Ces ambitions sont réelles. Leur calendrier l'est aussi — et c'est précisément là que l'analyse doit rester lucide. Le Natural Resource Governance Institute a examiné le dossier ghanéen en mars 2026 et conclu que les coûts d'exploitation — énergie, alimentation en bauxite, intrants chimiques — rendaient la viabilité commerciale d'une raffinerie dépendante d'une combinaison de réformes structurelles, et non d'un seul ajustement.

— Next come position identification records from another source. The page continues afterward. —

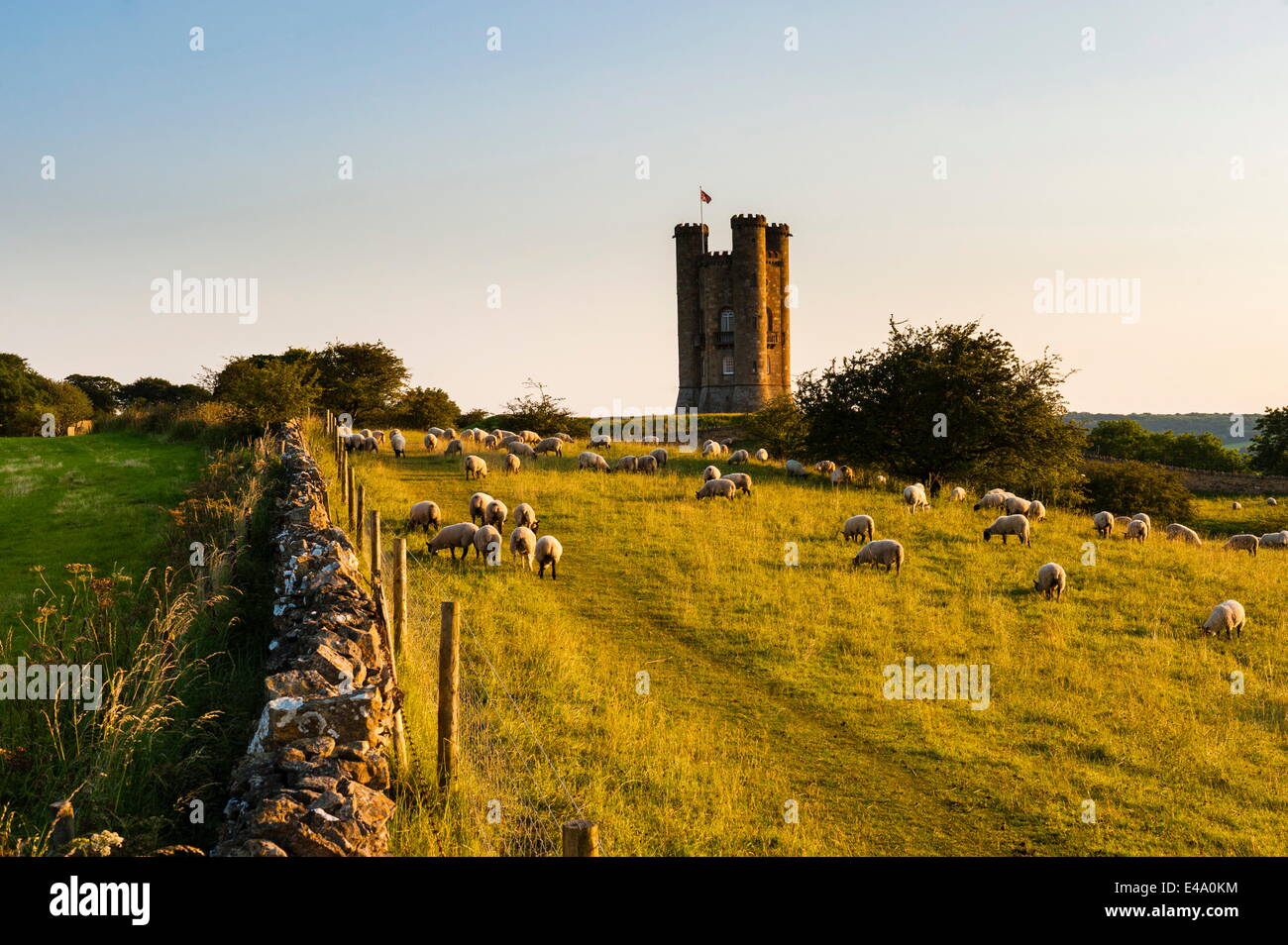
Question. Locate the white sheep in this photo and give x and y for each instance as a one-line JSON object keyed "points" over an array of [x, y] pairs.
{"points": [[478, 506], [526, 516], [885, 551], [712, 488], [496, 512], [1243, 542], [914, 497], [523, 546], [1137, 529], [487, 542], [1008, 525], [1051, 580], [1228, 615], [424, 515], [858, 527], [1184, 532], [741, 479], [459, 536], [1104, 523], [549, 551], [592, 461]]}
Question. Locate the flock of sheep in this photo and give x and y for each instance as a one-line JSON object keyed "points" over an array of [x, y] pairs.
{"points": [[1017, 520]]}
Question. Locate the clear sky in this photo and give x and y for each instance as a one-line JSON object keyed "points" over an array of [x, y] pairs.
{"points": [[518, 168]]}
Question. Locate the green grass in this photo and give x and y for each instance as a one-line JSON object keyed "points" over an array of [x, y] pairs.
{"points": [[767, 680], [94, 499]]}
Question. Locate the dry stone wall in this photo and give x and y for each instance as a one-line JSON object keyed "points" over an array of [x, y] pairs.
{"points": [[312, 782]]}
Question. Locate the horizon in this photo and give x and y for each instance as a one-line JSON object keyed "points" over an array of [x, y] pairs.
{"points": [[1061, 163]]}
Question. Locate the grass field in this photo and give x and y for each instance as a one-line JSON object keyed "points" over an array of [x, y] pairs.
{"points": [[95, 499], [765, 680]]}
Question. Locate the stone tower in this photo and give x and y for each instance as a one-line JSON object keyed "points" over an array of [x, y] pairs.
{"points": [[733, 323]]}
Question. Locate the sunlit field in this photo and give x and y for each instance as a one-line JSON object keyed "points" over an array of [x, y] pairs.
{"points": [[764, 689]]}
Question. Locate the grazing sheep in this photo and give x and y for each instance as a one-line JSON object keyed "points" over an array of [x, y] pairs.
{"points": [[1275, 540], [526, 516], [741, 479], [1228, 615], [549, 551], [1051, 580], [885, 551], [1186, 535], [496, 512], [424, 515], [592, 461], [523, 546], [990, 499], [1014, 505], [1008, 525], [1243, 542], [712, 488], [487, 541], [478, 506], [550, 445], [858, 527], [459, 536], [914, 497]]}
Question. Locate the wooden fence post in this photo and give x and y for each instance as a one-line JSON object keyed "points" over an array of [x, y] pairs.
{"points": [[449, 686], [374, 529], [362, 502], [581, 838], [399, 593]]}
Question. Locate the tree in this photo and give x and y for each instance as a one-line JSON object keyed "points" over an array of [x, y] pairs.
{"points": [[270, 391], [1267, 451], [949, 403], [425, 407], [780, 425], [537, 411], [361, 377], [102, 391]]}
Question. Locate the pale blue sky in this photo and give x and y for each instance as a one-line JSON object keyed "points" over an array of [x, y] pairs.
{"points": [[518, 168]]}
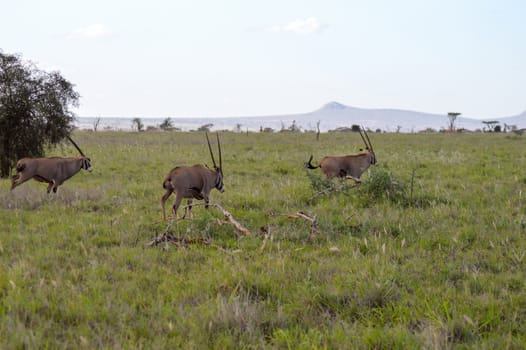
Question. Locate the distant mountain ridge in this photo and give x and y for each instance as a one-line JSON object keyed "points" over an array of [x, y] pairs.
{"points": [[330, 116]]}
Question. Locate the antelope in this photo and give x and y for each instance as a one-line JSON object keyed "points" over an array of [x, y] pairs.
{"points": [[52, 170], [193, 182], [350, 166]]}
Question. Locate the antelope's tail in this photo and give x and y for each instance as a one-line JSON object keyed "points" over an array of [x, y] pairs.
{"points": [[309, 165]]}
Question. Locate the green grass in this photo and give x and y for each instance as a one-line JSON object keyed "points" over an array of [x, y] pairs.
{"points": [[429, 252]]}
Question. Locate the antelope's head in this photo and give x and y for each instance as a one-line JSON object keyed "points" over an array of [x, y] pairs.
{"points": [[218, 169]]}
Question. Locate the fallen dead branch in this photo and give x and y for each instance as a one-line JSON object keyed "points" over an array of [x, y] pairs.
{"points": [[312, 219], [230, 219], [167, 237]]}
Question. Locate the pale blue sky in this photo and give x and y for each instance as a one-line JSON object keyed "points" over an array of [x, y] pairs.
{"points": [[246, 58]]}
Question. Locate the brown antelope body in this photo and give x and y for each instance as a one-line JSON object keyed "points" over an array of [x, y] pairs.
{"points": [[52, 170], [193, 182], [350, 166]]}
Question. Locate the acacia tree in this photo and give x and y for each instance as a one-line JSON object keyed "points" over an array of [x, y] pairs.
{"points": [[34, 110]]}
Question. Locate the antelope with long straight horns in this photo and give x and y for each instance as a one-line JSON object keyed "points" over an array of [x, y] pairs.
{"points": [[51, 170], [350, 166], [193, 182]]}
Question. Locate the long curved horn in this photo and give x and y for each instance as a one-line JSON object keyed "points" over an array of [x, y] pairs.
{"points": [[363, 138], [76, 146], [368, 140], [220, 158], [210, 148]]}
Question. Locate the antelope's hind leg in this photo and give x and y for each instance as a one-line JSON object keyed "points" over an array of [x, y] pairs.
{"points": [[18, 179]]}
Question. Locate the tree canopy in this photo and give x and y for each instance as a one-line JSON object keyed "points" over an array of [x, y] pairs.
{"points": [[34, 110]]}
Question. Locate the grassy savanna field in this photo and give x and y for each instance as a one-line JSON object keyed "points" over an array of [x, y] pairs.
{"points": [[428, 252]]}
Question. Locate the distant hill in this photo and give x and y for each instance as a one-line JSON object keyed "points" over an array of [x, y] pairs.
{"points": [[331, 116]]}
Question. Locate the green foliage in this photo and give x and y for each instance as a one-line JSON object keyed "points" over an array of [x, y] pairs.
{"points": [[428, 252], [34, 110]]}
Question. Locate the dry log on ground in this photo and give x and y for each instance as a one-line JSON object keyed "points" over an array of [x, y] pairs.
{"points": [[312, 219]]}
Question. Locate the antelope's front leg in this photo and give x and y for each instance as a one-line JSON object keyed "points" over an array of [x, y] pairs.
{"points": [[51, 185], [163, 200], [188, 209]]}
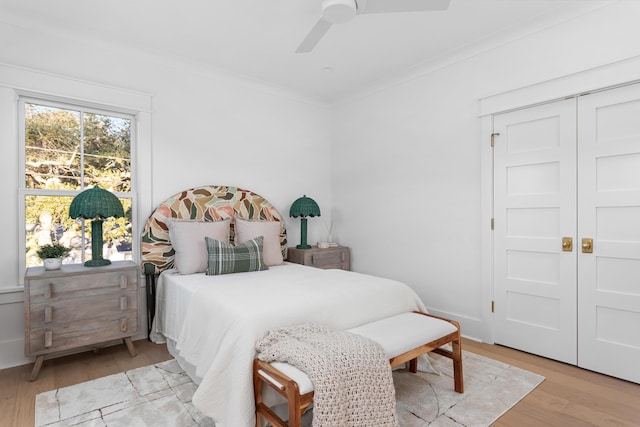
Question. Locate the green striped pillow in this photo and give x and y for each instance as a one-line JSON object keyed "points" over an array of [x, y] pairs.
{"points": [[224, 258]]}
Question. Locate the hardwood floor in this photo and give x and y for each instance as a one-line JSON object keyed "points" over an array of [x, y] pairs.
{"points": [[569, 396], [17, 393]]}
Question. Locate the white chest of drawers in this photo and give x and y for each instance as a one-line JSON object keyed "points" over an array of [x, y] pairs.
{"points": [[77, 307]]}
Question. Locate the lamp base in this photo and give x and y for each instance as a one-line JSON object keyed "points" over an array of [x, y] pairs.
{"points": [[96, 262]]}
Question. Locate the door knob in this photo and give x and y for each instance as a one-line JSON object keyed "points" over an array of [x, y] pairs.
{"points": [[587, 246]]}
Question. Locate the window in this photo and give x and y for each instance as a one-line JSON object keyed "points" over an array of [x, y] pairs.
{"points": [[67, 149]]}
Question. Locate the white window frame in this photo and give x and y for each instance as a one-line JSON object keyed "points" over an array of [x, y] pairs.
{"points": [[23, 191]]}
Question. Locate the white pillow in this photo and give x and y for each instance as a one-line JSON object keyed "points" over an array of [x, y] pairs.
{"points": [[270, 230], [187, 239]]}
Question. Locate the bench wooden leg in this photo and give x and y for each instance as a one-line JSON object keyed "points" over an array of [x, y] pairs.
{"points": [[457, 366], [413, 365]]}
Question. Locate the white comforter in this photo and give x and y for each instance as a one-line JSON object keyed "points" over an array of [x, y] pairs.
{"points": [[218, 321]]}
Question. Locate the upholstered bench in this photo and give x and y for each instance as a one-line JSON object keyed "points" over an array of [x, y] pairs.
{"points": [[404, 337]]}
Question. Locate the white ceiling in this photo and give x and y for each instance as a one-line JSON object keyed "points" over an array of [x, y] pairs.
{"points": [[257, 38]]}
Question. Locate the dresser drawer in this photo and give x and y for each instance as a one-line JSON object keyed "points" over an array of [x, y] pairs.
{"points": [[55, 288], [83, 308], [67, 336]]}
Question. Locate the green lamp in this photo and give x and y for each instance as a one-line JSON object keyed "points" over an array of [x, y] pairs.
{"points": [[96, 204], [304, 207]]}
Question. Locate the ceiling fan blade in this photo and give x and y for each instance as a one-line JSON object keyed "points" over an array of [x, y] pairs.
{"points": [[389, 6], [314, 36]]}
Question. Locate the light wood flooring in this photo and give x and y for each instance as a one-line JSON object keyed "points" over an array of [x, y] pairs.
{"points": [[569, 396]]}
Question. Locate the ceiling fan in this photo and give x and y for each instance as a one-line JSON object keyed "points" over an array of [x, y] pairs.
{"points": [[340, 11]]}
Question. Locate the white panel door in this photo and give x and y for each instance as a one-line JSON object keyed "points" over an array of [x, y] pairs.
{"points": [[609, 213], [534, 208]]}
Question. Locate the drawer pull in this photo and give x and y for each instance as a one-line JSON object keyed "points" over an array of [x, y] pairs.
{"points": [[48, 339]]}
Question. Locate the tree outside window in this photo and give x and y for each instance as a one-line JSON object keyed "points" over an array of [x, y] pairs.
{"points": [[68, 149]]}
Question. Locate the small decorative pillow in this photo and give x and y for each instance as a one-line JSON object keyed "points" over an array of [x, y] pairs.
{"points": [[270, 230], [187, 239], [225, 258]]}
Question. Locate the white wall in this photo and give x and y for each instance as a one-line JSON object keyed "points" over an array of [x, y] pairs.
{"points": [[206, 127], [407, 158]]}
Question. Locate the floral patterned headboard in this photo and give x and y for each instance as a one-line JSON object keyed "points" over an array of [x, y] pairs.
{"points": [[207, 203]]}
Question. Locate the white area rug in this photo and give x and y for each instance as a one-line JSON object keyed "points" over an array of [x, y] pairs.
{"points": [[160, 395]]}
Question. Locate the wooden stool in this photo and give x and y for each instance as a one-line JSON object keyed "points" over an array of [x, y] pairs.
{"points": [[404, 337]]}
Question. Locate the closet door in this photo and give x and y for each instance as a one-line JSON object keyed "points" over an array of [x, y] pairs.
{"points": [[534, 208], [609, 213]]}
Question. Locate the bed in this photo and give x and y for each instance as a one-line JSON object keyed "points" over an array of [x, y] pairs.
{"points": [[211, 323]]}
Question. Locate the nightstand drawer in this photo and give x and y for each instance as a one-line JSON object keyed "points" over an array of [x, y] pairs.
{"points": [[78, 334], [327, 257], [336, 257]]}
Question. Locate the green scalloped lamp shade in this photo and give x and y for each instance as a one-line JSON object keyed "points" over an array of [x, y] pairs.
{"points": [[304, 207], [96, 204]]}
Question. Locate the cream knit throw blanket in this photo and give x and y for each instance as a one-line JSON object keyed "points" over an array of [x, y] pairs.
{"points": [[351, 374]]}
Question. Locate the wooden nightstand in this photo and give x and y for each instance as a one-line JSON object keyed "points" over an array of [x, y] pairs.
{"points": [[77, 306], [336, 257]]}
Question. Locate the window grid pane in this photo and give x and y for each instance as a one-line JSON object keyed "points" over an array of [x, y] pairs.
{"points": [[69, 150]]}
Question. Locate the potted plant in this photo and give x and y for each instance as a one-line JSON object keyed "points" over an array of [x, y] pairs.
{"points": [[52, 255]]}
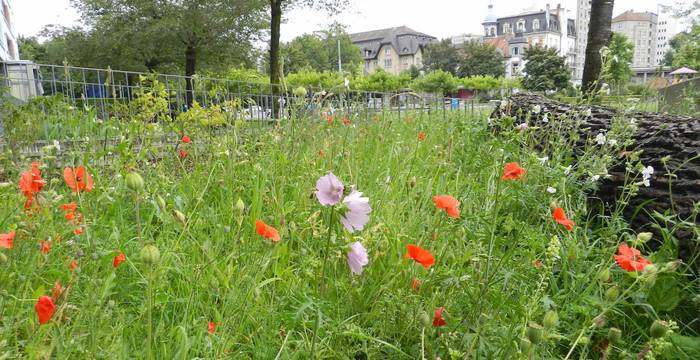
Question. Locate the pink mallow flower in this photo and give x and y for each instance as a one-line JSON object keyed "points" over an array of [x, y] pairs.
{"points": [[357, 214], [357, 258], [329, 190]]}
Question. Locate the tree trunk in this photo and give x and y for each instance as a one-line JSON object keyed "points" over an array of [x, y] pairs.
{"points": [[599, 32], [190, 67], [275, 76], [658, 136]]}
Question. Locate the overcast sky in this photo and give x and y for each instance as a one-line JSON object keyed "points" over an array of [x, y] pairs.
{"points": [[440, 18]]}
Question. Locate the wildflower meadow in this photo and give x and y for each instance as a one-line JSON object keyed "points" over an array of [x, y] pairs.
{"points": [[386, 236]]}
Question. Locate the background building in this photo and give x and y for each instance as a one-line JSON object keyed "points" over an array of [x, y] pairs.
{"points": [[8, 38], [641, 30], [393, 49], [512, 35]]}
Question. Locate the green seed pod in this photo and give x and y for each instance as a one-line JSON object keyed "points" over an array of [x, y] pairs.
{"points": [[644, 237], [134, 181], [525, 345], [534, 333], [551, 318], [658, 329], [150, 255], [614, 335], [612, 293], [425, 319], [240, 205], [179, 216]]}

Reste que ces projets pourraient bénéficier d’une autre circonstance favorable. Le mécanisme d'ajustement carbone aux frontières de l'Union européenne, entré en vigueur en 2026, apporte un argument supplémentaire. Ce dispositif impose un coût carbone aux importations industrielles, calibré en fonction de leur intensité d'émissions. Un aluminium africain produit à partir d'hydroélectricité — le type disponible dans le bassin du Congo, en Zambie et en Éthiopie — supporterait une charge quasi nulle, contre une taxe croissante pour la production alimentée au charbon en Asie du Sud-Est. Le potentiel hydroélectrique non exploité du continent, estimé à plus de 1000 gigawatts selon l'Agence internationale de l'énergie, n'est pas seulement un avantage concurrentiel sur le plan des prix, c'est aussi un avantage réglementaire durable.
EGA a indiqué que la restauration complète d'Al Taweelah prendrait jusqu'à un an quel que soit le dénouement diplomatique, selon Investing.com — ce qui signifie que la fenêtre de prix ouverte par le conflit ne se refermera pas rapidement. Trois décisions africaines concrètes indiqueront si ce cycle est mis à profit : l'accord électrique pour Mozal, attendu d'ici fin 2026 selon South32 ; la destination des premières expéditions de bauxite du projet camerounais Minim Martap, prévues pour septembre 2026 selon Canyon Resources ; et les termes de partage des revenus dans l'accord de raffinerie guinéen avec SPIC. Ce sont ces décisions — et non pas le prix spot de l'aluminium — qui diront si l'Afrique a choisi, cette fois, de vendre le métal plutôt que le minerai.